Scuba Steve might make an appearance, who knows. :nuts:

Another question...I saw in another thread someone using black sand. I assume this was something akin to Tahitian Moon Sand (I think that's what its called). It's a sillica sand from what I can tell. If I rinsed that and put it in the tank with the LR, would that be an acceptable substrate? Are there other blackish sand products that can be used?

And I guess while I'm at it, when you rinse the substrate, I gather it's done under normal tap water.
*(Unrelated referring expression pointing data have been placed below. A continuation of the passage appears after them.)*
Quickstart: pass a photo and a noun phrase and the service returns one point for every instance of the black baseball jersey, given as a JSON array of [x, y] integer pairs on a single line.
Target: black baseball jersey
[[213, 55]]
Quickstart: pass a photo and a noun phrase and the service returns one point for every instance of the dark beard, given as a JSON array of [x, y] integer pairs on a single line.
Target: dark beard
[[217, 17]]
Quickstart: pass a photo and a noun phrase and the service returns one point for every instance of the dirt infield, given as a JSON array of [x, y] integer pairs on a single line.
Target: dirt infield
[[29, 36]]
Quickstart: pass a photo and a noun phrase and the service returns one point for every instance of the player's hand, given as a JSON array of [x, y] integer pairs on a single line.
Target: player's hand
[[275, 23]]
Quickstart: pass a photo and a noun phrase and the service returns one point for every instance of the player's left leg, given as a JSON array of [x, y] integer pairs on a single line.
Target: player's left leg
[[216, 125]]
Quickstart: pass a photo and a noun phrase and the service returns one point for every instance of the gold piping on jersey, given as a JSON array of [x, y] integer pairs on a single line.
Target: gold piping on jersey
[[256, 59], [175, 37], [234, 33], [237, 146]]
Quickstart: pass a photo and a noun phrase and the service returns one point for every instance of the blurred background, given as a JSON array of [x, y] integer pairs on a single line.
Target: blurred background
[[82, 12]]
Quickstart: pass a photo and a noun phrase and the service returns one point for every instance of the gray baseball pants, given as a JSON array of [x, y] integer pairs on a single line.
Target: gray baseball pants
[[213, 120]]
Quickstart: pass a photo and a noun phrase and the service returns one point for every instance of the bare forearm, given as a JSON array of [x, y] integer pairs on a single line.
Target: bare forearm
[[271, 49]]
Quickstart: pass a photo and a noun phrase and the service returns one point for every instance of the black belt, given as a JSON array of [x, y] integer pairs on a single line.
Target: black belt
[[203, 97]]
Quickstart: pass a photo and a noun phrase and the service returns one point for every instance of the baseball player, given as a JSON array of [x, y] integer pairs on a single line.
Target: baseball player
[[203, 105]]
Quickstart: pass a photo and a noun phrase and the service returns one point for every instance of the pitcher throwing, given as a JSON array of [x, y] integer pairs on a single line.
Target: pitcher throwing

Between the time it's rinsed and the time it goes in the tank, does it need to get rinsed again with either SW or distilled water?

Mike.
 

·
ReefDreams
Joined
·
397 Posts
i saw a big tank with black sand ! i thought it looked cool is thir more threads on this i can read up more ?? can some one pm me with that page or info ???
 

·
Administrator
Joined
·
34,435 Posts
silica sand is fine. the biggest problem with silica sand is the fact that it does not bind phosphates like aragonite based substrates. this could be a good thing or a bad thing depending on your maintenance schedule. because it does not bind phosphates the sand bed will quickly fill up with phosphates and start leaching them back into the water column. with a calcium carbonate based substrate the binding effect allows a lot more phosphates to be taken up by the sand bed before it starts leaching back into the water column.

to counter this with a silica bases substrate you will need to siphon it clean very often to keep the phosphate levels down. most silica sands are pretty heavy so they are fairly easy to siphon. this of course will not work with a calcium carbonate substrate. phosphates can only be broken from the sand by bacterial turgor. this can not occur in the sand bed for a number of reasons. so eventually a calcium carbonate bases sand bed will need to be replaced completely to regain its phosphate binding ability.

G~
 

·
Registered
Joined
·
99 Posts
Discussion Starter · #12 ·
So essentially when doing the water change, might as well use the gravel vacuum thingamajig, and kill two birds with one stone?

Mike.
 

·
Administrator
Joined
·
34,435 Posts
if the sand bed is under 3" than deep cleaning the sand bed with a vacuumagiggy is almost a necessity. the more you do it the better. you just need to make sure you do not undermine the LR. another reason to raise the LR up on stands.